DMDM hydantoin
- Names: Preferred IUPAC name 1,3-Bis(hydroxymethyl)-5,5-dimethylimidazolidine-2,4-dione

Identifiers
- CAS Number: 6440-58-0;
- 3D model (JSmol): Interactive image;
- Abbreviations: DMDMH
- ChemSpider: 21482;
- ECHA InfoCard: 100.026.566
- EC Number: 229-222-8;
- PubChem CID: 22947;
- UNII: BYR0546TOW;
- CompTox Dashboard (EPA): DTXSID8035217 ;

Properties
- Chemical formula: C_{7}H_{12}N_{2}O_{4}
- Molar mass: 188.18 g/mol
- Hazards: GHS labelling:
- Pictograms: GHS07: Exclamation mark
- Signal word: Warning
- Hazard statements: H302
- Precautionary statements: P301+P312

= DMDM hydantoin =

Chemical compound

DMDM hydantoin is an antimicrobial formaldehyde releaser preservative with the trade name Glydant. DMDM hydantoin is an organic compound belonging to a class of compounds known as hydantoins. It is used in the cosmetics industry and found in products like shampoos, hair conditioners, hair gels, and skin care products.

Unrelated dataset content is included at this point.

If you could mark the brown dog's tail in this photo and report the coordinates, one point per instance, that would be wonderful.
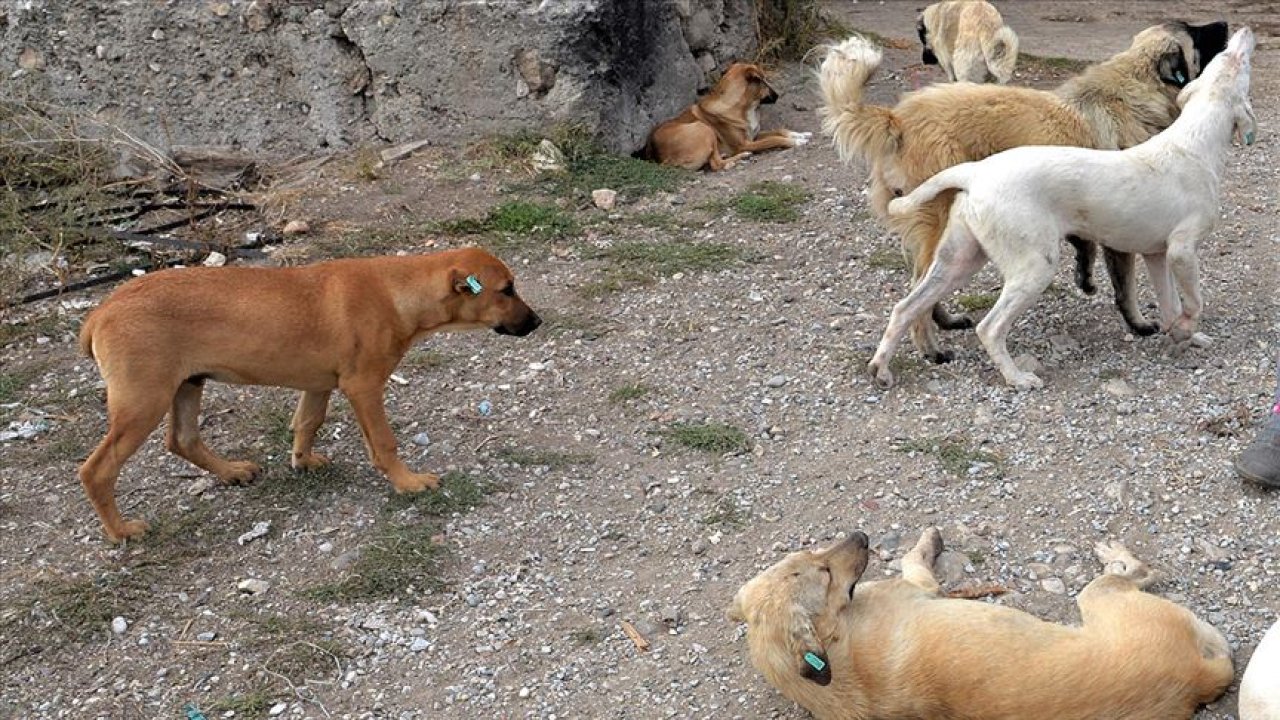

DMDM hydantoin slowly releases formaldehyde and works as a preservative by making the environment less favorable to microorganisms.

==Safety==
A patch test study was conducted on 35 patients with existing formaldehyde allergies, 14 of which were tested with DMDM hydantoin. The authors state that "an increase in the use of DMDM hydantoin in cosmetic products will also inevitably increase the risk of cosmetic dermatitis in consumers allergic to formaldehyde." However, only 8 of the 14 patients tested with DMDM hydantoin reacted to the chemical.

The safety of formaldehyde in occupational settings is a topic of ongoing concern, given the prevalence of formaldehyde and formaldehyde releasers in industrial uses. Formaldehyde is considered "an important metabolic product in plants and animals (including humans), where it occurs in low but measurable concentrations." However, long-term exposure to formaldehyde (particularly routine inhalation of its fumes) is thought to cause irritation of the eyes and mucous membranes, headaches, shortness of breath, and aggravation of asthma symptoms. In 2021, Health Canada reported that airborne formaldehyde in Canadian homes was caused primarily by off-gassing and combustion, though on average, levels "were below the recommended long-term exposure limit." It was declared a "toxic product" by the 1999 Canadian Environmental Protection Act, and the US National Toxicology Program officially classed formaldehyde as "known to be a human carcinogen" in June 2011.

In the EU, the maximum allowed concentration of formaldehyde in finished products is 0.2%, and any product that exceeds 0.05% has to include a warning that the product contains formaldehyde.